As far as I comprehend the field of myocardial neovascularisation and myocardial angiogenesis6-10, pressure gradients that are built between blood vessels within the myocardium (as in the case of the Reducer) are responsible for the opening of preformed collaterals and not for the creation of new blood vessels (neovascularisation).
Since the Reducer is implanted in patients with chronic refractory angina, chronic myocardial ischaemia is present long before the Reducer is implanted. The chronic ischaemia activates angiogenic processes, generating neovessels, mainly capillaries, small arterioles, and venules11. Therefore, the ischaemia-induced myocardial neovascularisation process exerts itself long before the Reducer is implanted.
After implantation, the Reducer does not cause any pressure gradient until four to six weeks after implantation, when the metal mesh is covered with tissue. When pressure gradient is built, the changes in vascular tone provide a quick functional adaptation to accommodate rapid changes in metabolic demand by the development of existing collateral vessels, and by rapid changes in vessel diameter and drop in resistance to flow in the subendocardial myocardium11.
As we state in our manuscript12, the beneficial effects of the Reducer revolve around the consequence of ischaemia-induced impaired contractility and elevated left ventricular end-diastolic pressure (LVEDP). Elevated LVEDP exerts an external pressure on the subendocardial capillaries and arterioles which increases the resistance to flow in the subendocardium, and worsens subendocardial ischaemia. Heightened CS pressure causes backwards pressure elevation in the venules and capillaries which will result in a dilatation of the capillaries’ and arterioles’ diameter and a reduction in resistance to flow to the subendocardium. Consequently, enhancement of blood flow to the ischaemic subendocardial layers will occur, with improved contractility and reduced LVEDP which will further reduce subendocardial resistance.

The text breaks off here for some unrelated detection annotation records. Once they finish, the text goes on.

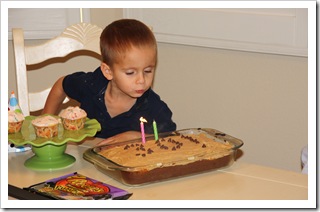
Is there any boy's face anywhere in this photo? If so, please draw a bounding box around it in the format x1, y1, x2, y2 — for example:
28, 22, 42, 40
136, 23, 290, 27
104, 47, 157, 98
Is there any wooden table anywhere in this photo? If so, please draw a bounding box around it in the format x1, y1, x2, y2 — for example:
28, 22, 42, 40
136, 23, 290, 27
8, 138, 308, 207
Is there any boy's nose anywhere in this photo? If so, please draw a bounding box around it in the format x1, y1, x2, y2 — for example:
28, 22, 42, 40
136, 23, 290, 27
137, 73, 145, 84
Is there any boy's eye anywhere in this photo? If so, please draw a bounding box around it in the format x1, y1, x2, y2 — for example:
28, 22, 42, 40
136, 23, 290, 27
126, 70, 134, 75
144, 68, 153, 73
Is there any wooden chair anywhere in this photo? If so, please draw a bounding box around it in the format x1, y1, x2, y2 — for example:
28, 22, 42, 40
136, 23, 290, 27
12, 23, 102, 116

Nevertheless, if Drs Paz and Shinfeld have proven otherwise, they should share the results of their scientific work with the readers of EuroIntervention, and they should cite their peer-reviewed scientific publications on the subject, so we can all read and learn.
Conflict of interest statement
S. Banai is the Medical Director of Neovasc Inc, Vancouver, Canada. M. Schwartz is the Director of Clinical Affairs and an employee of Neovasc Inc. The other authors have no conflicts of interest to declare.